Living in the city of Los Angeles, I often take our mobility for granted, instead complaining of the seemingly without end traffic jams, the rush hour traffic and the length of time it takes getting from place to place. It’s so easy to forget that other places around the globe have virtually stalled in terms of mobility. Children aren’t going to school because they can’t make or afford the trip. Communities are hurting for healthcare and education systems. Thankfully, there are brands that are working to change that one community at a time.

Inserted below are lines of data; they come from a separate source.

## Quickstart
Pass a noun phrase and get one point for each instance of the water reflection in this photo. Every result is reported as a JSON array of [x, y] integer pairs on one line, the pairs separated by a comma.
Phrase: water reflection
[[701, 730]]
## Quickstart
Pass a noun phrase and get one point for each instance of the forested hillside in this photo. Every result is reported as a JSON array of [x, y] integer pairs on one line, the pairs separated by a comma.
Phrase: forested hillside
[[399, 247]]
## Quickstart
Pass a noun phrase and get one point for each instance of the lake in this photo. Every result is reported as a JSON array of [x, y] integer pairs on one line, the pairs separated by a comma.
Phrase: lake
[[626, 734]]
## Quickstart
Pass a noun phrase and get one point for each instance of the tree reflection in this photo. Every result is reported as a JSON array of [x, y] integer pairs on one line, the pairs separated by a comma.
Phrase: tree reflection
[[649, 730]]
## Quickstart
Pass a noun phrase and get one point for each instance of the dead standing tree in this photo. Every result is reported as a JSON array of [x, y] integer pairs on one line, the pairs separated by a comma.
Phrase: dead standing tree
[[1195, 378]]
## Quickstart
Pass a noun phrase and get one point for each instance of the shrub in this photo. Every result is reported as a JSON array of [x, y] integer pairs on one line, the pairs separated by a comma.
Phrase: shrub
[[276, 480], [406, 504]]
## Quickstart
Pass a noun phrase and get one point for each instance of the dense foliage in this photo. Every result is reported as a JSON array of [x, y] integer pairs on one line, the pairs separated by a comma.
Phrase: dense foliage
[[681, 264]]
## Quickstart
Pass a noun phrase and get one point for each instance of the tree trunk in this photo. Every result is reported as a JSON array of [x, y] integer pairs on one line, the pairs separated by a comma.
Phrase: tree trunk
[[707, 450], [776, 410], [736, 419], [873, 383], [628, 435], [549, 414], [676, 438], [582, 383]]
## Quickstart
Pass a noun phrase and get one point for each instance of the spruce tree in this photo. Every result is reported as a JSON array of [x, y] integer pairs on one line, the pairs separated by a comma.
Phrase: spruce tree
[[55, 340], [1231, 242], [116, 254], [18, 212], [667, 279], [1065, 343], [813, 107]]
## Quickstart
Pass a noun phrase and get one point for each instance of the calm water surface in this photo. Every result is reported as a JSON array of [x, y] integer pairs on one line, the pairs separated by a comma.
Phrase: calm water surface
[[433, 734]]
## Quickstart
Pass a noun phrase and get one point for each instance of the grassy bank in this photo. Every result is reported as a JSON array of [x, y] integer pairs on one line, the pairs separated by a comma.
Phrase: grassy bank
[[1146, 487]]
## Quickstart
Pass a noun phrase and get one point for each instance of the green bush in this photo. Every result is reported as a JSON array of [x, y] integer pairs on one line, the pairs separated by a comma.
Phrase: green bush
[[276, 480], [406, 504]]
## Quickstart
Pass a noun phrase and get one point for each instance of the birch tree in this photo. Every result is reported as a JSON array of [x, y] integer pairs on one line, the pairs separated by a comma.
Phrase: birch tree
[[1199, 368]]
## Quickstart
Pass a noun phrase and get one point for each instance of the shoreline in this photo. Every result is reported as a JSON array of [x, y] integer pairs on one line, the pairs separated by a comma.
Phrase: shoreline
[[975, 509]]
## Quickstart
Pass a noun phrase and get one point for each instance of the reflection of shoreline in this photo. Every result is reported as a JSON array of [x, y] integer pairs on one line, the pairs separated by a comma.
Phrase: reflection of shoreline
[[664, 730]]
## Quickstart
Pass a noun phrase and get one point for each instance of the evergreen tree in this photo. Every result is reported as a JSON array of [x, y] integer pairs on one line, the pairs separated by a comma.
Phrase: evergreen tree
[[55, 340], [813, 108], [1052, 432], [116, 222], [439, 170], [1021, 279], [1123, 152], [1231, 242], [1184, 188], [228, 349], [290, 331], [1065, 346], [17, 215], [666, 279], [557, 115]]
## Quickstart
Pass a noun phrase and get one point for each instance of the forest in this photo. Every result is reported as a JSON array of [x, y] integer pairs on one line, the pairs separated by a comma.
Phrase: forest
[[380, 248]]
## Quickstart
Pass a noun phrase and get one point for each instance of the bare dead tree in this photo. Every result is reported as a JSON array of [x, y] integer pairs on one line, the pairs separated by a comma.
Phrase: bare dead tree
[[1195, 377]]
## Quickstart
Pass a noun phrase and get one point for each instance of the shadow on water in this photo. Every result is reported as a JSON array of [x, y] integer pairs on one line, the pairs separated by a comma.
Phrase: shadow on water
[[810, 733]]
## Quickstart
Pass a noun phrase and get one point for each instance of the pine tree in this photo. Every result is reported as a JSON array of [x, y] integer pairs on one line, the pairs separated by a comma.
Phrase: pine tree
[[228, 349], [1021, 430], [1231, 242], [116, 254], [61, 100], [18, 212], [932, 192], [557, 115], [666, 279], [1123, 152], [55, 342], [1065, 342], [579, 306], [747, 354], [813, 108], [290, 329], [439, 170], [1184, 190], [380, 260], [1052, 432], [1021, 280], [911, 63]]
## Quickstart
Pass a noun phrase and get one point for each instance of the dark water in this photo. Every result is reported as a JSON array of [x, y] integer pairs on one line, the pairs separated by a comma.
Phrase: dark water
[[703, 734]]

In 2012, Kia Motors announced that it would be expanding its already successful corporate social responsibility activities with the development of The Green Light Project. In short, the Green Light Project is an effort to improve the accessibility of health and education for disadvantaged youth in ailing regions in a way that is sustainable. Nagashanqui, Tanzania was the first community to benefit from the Green Light Project three years ago.
“A green light is the universal transit symbol to move forward, and as an automotive company, our Green Light Project will provide mobility to individuals in both a literal and figurative sense. Our Kia K2700 trucks will offer safe transportation to local residents who are isolated from healthcare and education services, and the Maendeleo Secondary School and its neighboring Green Light Program Center will empower individuals to challenge and move past restrictions that are keeping them from living a more fulfilling life,” said Thomas Oh, Executive Vice President and COO of Kia Motors Corporation.
In addition to Kia Motors, volunteers help with an assortment of activities including school construction, bus stop creation, and supporting educational classes at the school. Today the community of Nagashanqui, Tanzania boasts three educational facilities thanks to the Green Light Project: a middle school, a high school, and a daycare center. But what is a school without children to fill it? Kia also provided three school buses to transport the 600 students who attend from and to home each day. In addition to transporting students, the busses also serve the community and those living in surrounding villages in other essential ways.
The project in Nagashanqui, Tanzania will continue until the community becomes self-sufficient, an effort that takes approximately five years. In addition to it’s ongoing activities in Tanzania, Kia has also implemented Green Light Projects in Malawi, Ethiopia and Mozabique. Through the efforts made by Kia, there is no doubt that the communities impacted will become self-sustainable beacons able to empower their residents and begin a domino effect in neighboring communities.